I’m running XCP-ng virtualization stack and do push a whole USB-PCI card into the VM. Most likely the issue is somewhere in that area.

Would be nice if OH isnt bailing out completely in case such thing happens, so that only the binding dies and the rest remains active.

In my experience it may help to create a virtual proxy device via socat. I use this for a serial device that I connect through the network and it runs very stable. Before that OH did not crash completely but had to be rebooted after the connection was lost. This may however also help with physically connected devices.

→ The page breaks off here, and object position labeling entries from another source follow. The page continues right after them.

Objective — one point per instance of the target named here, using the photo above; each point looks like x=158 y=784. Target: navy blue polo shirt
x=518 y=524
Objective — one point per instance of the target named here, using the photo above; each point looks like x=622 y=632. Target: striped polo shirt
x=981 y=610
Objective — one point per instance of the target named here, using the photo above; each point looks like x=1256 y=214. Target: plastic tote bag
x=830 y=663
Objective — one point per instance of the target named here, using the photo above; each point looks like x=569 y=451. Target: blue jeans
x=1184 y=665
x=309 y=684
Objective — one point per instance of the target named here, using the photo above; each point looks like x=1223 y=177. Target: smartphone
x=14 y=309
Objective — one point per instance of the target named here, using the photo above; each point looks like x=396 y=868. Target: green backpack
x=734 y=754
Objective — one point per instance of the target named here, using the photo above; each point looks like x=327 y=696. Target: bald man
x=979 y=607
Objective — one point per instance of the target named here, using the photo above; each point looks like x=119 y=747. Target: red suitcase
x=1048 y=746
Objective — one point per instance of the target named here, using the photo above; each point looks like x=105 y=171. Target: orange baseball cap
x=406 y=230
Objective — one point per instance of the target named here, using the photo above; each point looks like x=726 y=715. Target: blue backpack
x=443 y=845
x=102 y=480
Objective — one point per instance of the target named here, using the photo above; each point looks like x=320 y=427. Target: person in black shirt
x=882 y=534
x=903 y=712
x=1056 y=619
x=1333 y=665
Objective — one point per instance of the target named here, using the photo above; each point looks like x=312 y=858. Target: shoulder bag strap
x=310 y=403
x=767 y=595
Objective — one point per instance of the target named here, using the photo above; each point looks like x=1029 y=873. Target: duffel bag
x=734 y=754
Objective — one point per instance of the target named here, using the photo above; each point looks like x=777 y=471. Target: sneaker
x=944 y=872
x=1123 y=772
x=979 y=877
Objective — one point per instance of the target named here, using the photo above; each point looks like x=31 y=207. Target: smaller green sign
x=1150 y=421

The following script is mounted in the /etc/cont-init.d/ folder of the OH docker container and creates the ttyNET0 device that connects to my actual ttyNET1 device (which is actually another socat instance that connects to the network device). OH is configured to use the ttyNET0 device.

#!/bin/bash
# https://community.openhab.org/t/cant-use-forwarded-socat-serial-port-in-lgtvserial-binding-ioexception/97965
# https://community.openhab.org/t/forwarding-of-serial-and-usb-ports-over-the-network-to-openhab/46597

# use while loop to restart socat on connection end
while /bin/true; do
    socat -d -d -s -lf /openhab/userdata/logs/socat_proxy.log pty,link=/dev/ttyNET0,raw,user=openhab,group=openhab,mode=777 pty,link=/dev/ttyNET1,raw,echo=0
    sleep 1
done &> /dev/null &

Thanks for all your hints.
In the end, I did an update of my hypervisor (xcp-ng) which sorted the issues. No more disconnects for the last days.
Closing here.

1 Like